Figure 2|The neurogenic inflammation process following injury to the cornea.
Corneal wound healing is associated with the postoperative refractive stability, predictability, visual outcomes and resultant patient satisfaction following refractive surgery (Liu et al., 2015). The healing process is complex, involving various interactions between cells, neuromediators, cytokines and chemokines on the cornea and ocular surface (Lim et al., 2016; Yawata et al. 2019).
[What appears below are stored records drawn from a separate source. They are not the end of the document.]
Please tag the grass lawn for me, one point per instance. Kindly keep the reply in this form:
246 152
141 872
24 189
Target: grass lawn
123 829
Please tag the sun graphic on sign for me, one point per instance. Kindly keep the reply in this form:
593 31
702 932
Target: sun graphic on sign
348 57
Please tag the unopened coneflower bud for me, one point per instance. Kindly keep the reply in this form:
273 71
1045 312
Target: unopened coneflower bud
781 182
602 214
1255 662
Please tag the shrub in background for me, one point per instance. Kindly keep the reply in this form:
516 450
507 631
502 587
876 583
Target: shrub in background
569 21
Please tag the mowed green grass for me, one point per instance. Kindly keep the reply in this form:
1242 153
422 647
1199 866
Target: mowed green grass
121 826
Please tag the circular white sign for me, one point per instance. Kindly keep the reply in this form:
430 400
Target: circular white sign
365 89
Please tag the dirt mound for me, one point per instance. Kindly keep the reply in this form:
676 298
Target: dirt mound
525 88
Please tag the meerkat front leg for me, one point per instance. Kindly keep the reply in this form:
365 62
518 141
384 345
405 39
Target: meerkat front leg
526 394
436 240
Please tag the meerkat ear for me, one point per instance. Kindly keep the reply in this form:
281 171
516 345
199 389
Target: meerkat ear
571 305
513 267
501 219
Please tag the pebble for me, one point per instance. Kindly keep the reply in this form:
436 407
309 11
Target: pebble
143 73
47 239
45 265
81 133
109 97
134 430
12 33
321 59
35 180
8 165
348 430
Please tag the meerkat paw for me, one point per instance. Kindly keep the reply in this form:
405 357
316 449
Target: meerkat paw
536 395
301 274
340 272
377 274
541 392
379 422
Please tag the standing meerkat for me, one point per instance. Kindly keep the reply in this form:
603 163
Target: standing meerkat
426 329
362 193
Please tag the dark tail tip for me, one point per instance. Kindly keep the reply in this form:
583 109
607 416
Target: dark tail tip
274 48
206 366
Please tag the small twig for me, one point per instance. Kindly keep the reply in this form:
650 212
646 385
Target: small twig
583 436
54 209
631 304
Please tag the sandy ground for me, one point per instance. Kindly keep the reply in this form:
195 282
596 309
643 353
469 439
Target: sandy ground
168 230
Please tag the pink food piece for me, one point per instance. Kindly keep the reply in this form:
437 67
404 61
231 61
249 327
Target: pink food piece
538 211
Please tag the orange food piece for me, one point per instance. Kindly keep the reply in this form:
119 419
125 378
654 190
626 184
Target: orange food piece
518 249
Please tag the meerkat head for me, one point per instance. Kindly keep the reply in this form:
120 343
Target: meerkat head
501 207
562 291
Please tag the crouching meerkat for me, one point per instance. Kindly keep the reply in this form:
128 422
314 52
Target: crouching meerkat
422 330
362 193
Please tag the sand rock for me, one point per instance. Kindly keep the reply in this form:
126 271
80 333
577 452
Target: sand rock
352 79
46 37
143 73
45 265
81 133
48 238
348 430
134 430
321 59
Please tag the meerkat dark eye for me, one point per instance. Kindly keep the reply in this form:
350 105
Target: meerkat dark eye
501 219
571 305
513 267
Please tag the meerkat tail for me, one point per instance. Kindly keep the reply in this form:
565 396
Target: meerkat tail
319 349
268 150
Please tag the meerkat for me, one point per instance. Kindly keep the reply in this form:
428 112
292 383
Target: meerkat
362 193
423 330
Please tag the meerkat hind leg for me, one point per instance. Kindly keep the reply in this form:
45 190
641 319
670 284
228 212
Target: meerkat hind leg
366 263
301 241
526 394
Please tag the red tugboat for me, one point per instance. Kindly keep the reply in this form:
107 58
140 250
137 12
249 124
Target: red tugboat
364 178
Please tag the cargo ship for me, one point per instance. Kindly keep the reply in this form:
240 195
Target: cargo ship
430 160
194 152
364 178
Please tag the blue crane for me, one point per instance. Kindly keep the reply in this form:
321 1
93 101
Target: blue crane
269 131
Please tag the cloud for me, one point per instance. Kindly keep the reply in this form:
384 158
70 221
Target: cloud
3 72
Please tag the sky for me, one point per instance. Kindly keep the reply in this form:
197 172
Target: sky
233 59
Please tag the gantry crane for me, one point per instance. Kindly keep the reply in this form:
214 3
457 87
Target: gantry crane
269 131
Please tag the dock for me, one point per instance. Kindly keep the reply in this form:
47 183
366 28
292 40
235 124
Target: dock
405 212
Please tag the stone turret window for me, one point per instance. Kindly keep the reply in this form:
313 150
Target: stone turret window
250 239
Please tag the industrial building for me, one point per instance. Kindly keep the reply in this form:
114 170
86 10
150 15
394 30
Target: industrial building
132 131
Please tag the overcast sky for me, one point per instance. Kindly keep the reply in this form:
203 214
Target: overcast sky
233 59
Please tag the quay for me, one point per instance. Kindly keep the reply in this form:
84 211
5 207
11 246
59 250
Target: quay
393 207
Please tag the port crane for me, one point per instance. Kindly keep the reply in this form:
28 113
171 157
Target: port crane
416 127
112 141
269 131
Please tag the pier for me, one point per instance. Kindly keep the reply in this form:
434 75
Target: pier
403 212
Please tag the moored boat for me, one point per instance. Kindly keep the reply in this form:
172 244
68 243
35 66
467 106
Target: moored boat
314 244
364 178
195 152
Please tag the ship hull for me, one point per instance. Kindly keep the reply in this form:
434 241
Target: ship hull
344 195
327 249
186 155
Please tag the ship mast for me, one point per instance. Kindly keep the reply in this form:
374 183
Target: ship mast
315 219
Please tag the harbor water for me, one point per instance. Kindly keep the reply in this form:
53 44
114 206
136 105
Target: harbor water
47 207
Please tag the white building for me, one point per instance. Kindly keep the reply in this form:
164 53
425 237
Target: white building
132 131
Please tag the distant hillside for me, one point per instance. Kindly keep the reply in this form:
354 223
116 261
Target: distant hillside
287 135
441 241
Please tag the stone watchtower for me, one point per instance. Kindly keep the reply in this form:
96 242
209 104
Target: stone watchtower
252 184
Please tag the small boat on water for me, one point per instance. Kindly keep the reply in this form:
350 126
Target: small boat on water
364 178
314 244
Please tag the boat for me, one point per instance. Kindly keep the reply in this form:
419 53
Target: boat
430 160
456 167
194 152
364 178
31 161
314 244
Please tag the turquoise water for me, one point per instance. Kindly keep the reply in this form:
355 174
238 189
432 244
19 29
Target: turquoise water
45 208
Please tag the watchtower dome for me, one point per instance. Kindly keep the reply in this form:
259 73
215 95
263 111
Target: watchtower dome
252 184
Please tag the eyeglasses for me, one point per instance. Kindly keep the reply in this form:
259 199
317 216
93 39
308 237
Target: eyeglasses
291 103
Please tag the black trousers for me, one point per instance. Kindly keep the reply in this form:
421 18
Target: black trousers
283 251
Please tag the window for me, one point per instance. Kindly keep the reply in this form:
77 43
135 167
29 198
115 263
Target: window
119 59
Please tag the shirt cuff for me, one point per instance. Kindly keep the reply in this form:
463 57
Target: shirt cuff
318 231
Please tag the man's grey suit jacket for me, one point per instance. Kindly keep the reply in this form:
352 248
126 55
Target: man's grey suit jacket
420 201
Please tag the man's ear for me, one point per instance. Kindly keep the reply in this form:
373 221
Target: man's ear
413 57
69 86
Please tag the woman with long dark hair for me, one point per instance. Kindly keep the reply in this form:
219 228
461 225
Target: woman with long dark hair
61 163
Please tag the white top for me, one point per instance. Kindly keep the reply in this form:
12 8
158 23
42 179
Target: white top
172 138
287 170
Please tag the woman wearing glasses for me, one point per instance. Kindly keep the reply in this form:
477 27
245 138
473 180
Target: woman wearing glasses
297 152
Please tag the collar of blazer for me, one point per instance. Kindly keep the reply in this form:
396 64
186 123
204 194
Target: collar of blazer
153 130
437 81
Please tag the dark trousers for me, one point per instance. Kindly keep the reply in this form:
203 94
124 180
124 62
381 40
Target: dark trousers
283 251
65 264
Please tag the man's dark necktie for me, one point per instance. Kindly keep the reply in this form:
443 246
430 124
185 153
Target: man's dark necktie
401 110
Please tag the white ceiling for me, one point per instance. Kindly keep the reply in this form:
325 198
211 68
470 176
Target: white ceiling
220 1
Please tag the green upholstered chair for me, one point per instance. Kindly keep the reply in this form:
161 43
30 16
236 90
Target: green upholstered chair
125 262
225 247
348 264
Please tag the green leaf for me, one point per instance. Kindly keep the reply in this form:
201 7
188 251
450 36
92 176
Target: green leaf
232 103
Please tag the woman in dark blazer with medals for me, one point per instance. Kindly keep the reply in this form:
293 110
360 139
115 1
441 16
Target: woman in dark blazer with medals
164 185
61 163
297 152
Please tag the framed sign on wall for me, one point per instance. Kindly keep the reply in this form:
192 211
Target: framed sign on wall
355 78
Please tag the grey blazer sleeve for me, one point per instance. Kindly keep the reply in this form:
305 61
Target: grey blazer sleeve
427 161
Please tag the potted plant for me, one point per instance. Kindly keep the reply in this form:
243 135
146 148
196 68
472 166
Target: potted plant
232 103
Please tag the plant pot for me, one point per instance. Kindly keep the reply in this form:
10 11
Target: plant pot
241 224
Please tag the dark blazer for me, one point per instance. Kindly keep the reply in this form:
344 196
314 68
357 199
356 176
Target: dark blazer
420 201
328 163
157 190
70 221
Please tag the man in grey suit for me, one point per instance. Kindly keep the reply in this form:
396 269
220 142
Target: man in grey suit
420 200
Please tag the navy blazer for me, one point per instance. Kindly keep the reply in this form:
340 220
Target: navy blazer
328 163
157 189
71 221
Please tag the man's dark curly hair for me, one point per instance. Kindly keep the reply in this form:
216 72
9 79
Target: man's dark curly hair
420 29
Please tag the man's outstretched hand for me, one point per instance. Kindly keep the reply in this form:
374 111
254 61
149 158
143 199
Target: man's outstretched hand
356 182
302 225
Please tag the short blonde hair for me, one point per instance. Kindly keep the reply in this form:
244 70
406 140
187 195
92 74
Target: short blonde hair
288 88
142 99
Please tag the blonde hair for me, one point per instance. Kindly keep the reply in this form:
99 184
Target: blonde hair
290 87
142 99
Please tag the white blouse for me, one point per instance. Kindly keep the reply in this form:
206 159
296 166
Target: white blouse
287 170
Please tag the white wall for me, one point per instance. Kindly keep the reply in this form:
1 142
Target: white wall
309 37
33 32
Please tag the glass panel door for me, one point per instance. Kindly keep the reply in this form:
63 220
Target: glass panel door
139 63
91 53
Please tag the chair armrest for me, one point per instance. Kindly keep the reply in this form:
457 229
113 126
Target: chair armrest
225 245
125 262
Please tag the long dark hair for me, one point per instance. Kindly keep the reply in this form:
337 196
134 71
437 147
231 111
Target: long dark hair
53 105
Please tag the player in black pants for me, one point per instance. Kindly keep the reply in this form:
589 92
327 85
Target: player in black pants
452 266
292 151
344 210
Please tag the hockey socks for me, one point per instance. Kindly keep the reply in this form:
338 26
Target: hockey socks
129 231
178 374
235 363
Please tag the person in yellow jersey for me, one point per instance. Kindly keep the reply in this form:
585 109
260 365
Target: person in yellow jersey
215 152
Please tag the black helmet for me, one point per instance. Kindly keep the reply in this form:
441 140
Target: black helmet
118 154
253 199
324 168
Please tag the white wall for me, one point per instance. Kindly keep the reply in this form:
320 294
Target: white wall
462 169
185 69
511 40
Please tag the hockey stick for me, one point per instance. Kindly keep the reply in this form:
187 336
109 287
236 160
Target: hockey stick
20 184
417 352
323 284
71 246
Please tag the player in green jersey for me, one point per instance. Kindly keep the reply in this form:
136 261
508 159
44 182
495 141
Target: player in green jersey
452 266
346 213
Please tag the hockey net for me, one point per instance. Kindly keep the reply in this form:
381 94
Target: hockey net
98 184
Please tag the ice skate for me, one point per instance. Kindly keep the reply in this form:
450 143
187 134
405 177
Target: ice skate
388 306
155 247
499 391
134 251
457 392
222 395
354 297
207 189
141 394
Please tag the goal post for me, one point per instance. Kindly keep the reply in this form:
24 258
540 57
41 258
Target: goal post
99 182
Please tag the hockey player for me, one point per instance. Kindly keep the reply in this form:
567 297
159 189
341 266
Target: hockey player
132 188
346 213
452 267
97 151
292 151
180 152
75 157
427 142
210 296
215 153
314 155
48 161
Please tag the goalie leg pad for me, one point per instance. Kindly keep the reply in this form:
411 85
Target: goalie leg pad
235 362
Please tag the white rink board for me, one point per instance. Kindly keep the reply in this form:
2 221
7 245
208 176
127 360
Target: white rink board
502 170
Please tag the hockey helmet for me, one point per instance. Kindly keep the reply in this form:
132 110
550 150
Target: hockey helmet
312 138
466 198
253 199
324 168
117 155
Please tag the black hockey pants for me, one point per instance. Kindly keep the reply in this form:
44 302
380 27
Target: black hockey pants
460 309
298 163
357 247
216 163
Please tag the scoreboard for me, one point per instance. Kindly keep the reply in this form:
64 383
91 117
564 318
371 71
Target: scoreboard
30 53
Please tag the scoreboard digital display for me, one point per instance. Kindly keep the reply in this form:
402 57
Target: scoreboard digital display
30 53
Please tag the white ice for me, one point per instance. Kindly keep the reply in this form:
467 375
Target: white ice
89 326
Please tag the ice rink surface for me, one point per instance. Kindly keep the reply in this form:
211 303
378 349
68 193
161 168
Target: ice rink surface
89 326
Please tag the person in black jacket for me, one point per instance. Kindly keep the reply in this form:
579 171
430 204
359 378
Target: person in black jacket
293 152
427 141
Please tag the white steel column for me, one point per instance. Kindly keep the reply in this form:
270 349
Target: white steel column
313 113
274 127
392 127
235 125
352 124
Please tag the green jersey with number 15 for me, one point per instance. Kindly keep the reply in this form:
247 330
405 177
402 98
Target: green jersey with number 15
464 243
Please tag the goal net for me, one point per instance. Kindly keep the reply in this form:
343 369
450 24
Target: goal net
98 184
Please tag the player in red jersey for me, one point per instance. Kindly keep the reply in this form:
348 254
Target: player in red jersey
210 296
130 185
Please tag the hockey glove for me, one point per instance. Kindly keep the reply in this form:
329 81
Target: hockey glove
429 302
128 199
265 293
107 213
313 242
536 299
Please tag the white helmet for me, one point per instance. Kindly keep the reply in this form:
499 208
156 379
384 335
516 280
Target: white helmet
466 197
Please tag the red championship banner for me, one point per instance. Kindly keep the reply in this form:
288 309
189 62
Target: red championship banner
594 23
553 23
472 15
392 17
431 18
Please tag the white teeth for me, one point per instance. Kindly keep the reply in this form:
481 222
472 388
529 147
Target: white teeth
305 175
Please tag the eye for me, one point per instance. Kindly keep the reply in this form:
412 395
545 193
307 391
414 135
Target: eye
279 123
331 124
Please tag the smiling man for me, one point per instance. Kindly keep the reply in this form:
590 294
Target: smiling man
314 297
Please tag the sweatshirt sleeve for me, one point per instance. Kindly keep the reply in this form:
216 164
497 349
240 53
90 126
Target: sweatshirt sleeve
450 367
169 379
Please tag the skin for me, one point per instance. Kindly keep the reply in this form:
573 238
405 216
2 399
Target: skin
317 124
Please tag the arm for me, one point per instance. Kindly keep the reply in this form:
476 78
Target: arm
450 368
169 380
In response to stimuli such as FSL ablation or surgical incision, corneal sensory nerves of rats are stimulated to release the neuropeptides SP and CGRP, the principle mediators of neurogenic inflammation (Liu et al., 2020a). In rabbit cornea, SP interacts synergistically with IGF-1 to promote the migration of epithelial cells to the site of tissue injury (Al-Aqaba et al., 2019). Furthermore, through the activation of calmodulin-dependent protein kinase II in rabbit corneal epithelial cells, SP enhances cell migration via the induction of fibronectin and interleukin (IL)-6 (Yamada et al., 2005). Another neuropeptide, CGRP, modulates the innate immune response through the activation of cyclic adenosine monophosphate and IL-8, hence promoting the migration of inflammatory cells such as neutrophils to the wounded site. The epithelium also produces cytokines and growth factors, including IL-1, tumor necrosis factor-α, epidermal growth factor, and platelet-derived growth factor (Mohan et al., 2000). These inflammatory and trophic factors function to regulate apoptosis, proliferation and the migration of keratocytes after laser refractive surgery (Figure 2).